De lange geschiedenis van de NRTWC in het verleggen van de lijn in campagnefinanciering en verkiezingsactiviteiten als een non-profit leidde tot een FEC-zaak tegen de NRTWC bij het Amerikaanse Hooggerechtshof in 1982, waarin het hof de NRTWC veroordeelde voor het illegaal werven van geld voor verkiezingsactiviteiten. De NRTWC bleef zich bezighouden met controversiële campagne-gerelateerde activiteiten, en er zijn aanwijzingen dat het National Right to Work Committee in 1984 $100.000 uitgaf aan privé-detectives om te infiltreren in de AFL-CIO, NEA, en de presidentiële campagne van Walter Mondale. Tegen de tijd dat die zaak voor de rechter werd gebracht, was de verjaringstermijn verstreken.
Tot op de dag van vandaag blijft het NRTWC controverse opwekken omdat het zich bezighoudt met campagnegerelateerde activiteiten. In januari 2014 beschreef het Center for Responsive Politics in detail de beschuldigingen van klokkenluiders dat de NRTWC “een massale massamailingoperatie buiten de boeken om” leidde in een poging om de verkiezingen van 2010 in Iowa en mogelijk andere staten te beïnvloeden. De NRTWC heeft de IRS niet op de hoogte gesteld van haar deelname aan politieke activiteiten in dat jaar. De klokkenluider beweerde ook dat de NRTWC tijdens de verkiezingen haar activiteiten coördineerde met de campagnes van de kandidaten. Voormalig IRS-ambtenaar Marcus Owens verklaarde tegenover het persbureau dat “mensen in de gevangenis zijn beland voor precies de feiten die u beschrijft”. In het middelpunt van de controverse stond toenmalig NRTWC-vicevoorzitter Doug Stafford, die de voormalige stafchef is van de Amerikaanse senator Rand Paul (R-KY).
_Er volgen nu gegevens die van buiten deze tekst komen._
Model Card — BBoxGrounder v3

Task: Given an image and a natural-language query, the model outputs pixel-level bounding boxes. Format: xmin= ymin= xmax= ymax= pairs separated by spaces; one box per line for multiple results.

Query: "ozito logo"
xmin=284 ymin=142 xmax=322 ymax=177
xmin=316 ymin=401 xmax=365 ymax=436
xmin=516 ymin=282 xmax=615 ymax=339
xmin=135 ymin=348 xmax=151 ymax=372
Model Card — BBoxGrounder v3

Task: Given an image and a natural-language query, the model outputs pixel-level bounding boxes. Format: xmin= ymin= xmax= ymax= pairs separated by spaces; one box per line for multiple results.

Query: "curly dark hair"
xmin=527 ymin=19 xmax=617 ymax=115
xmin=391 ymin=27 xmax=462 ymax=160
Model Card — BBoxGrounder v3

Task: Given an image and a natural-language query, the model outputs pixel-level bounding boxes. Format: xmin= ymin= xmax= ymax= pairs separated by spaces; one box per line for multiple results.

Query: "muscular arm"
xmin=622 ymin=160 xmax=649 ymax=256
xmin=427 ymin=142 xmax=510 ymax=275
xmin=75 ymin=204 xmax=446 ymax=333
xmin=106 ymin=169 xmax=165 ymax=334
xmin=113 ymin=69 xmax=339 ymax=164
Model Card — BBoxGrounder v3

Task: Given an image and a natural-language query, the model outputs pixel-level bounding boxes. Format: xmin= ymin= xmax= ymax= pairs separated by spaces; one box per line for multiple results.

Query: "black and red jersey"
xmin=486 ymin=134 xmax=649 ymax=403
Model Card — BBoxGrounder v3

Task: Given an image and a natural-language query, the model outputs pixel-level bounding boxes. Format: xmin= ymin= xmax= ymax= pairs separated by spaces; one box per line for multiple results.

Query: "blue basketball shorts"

NRTWC-advocaten duwen hun agenda door de rechtbanken
De juridische tak van de NRTWC werd in 1968 gelanceerd om de anti-werknemersagenda voor de rechter te brengen. Met de zaak Harris vs. Quinn probeert de NRTWLDF de zaak Abood vs. Detroit Board of Education, die de NRTWLDF in 1977 verloor en waarin de grondwettigheid van de Fair Share Dues werd bevestigd, opnieuw aan de orde te stellen in het Hooggerechtshof. In de loop der jaren heeft de NRTWLDF weinig gedaan om de lonen, uitkeringen, gezondheid of veiligheidsbescherming voor Amerikaanse arbeiders te verbeteren, maar zij heeft wel tal van zaken aangespannen tegen vakbonden en georganiseerde arbeid om haar politieke agenda te verwezenlijken. Met een groot team van advocaten en miljoenen aan financiering uit nationale rechtse bronnen, probeert de NRTWLDF momenteel zaken in Arkansas, Missouri, Californië, Michigan, Colorado, en Ohio.
NRTWLDF’s heeft onlangs ook een rechtszaak aangespannen om werknemers in de Volkswagen-fabriek in Chattanooga te verhinderen om te stemmen voor vakbondsvertegenwoordiging en om Volkswagen te verhinderen vrijwillig in te stemmen met eventuele toekomstige organisatiedrang.